Sialnya, pihak kepolisian terlambat 10 menit ke lokasi, karena si pelaku sudah kabur duluan sebelum Polisi datang. Polisi melakukan investigasi di tempat kejadian dan menemukan para korban yang jumlahnya 45 orang.
Beruntung, si pelaku menyerahkan diri ke Polisi sekitar 2 jam setelah kejadian. Ia meninggalkan barang bukti berupa pisau di dalam mobilnya yang Ia tinggalkan di kantor Polisi setempat.
Pelaku diketahui bernama Satoshi Uematsu, seorang pria asli Sagamihara kelahiran 20 Januari 1990. Ayahnya Satoshi adalah seorang Guru Seni Budaya di sebuah Sekolah Dasar.
Baca Juga: Richard Jewell, Sang Pahlawan Kasus Pengeboman Olimpiade Musim Panas 1996
Ia sempat mengikuti jejak sang Ayah menjadi seorang Guru, sebelum akhirnya pindah menjadi salah satu penjaga di bangsal tempat terjadinya kasus tersebut. Satoshi mengundurkan diri dari pekerjaannya sebagai penjaga bangsal pada bulan Februari tahun 2016.
Sebenarnya, kedua orang tuanya Satoshi sudah lama pindah, jadi Satoshi tinggal seorang diri di rumahnya yang berada di Sagamihara. Kasus yang menimpa Satoshi membuat para tetangganya terkejut, mereka tidak menyangka kalau Satoshi yang mereka kenal sebagai anak yang baik dan ramah menjadi pelaku dibalik kasus penusukan massal tersebut.
Menariknya, tak lama setelah mengundurkan diri dari bangsal tempat Ia bekerja, Satoshi pernah mengirim surat ke Juru Bicara Dewan Perwakilan Rakyat Jepang saat itu, Tadamori Oshima. Ia dengan nekat mengunjungi rumahnya Oshima di Tokyo seorang diri, tentunya usaha Satoshi tersebut mendapat pencekalan dari pihak keamanan rumahnya Oshima.
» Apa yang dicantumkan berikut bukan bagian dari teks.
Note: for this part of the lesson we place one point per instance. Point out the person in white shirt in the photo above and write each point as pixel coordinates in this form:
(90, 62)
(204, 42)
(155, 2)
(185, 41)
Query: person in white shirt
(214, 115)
Baca Juga: Skynliv Air Show Disaster, Kecelakaan Atraksi Pesawat Terbang Paling Mematikan di Dunia
Satoshi tidak menyerah begitu saja, karena pada keesokan harinya, Ia kembali ke rumahnya Oshima hanya untuk menitipkan suratnya saja, berbeda dengan perbuatannya di hari sebelumnya yang nekat ingin mengirimkan suratnya langsung kepada Oshima.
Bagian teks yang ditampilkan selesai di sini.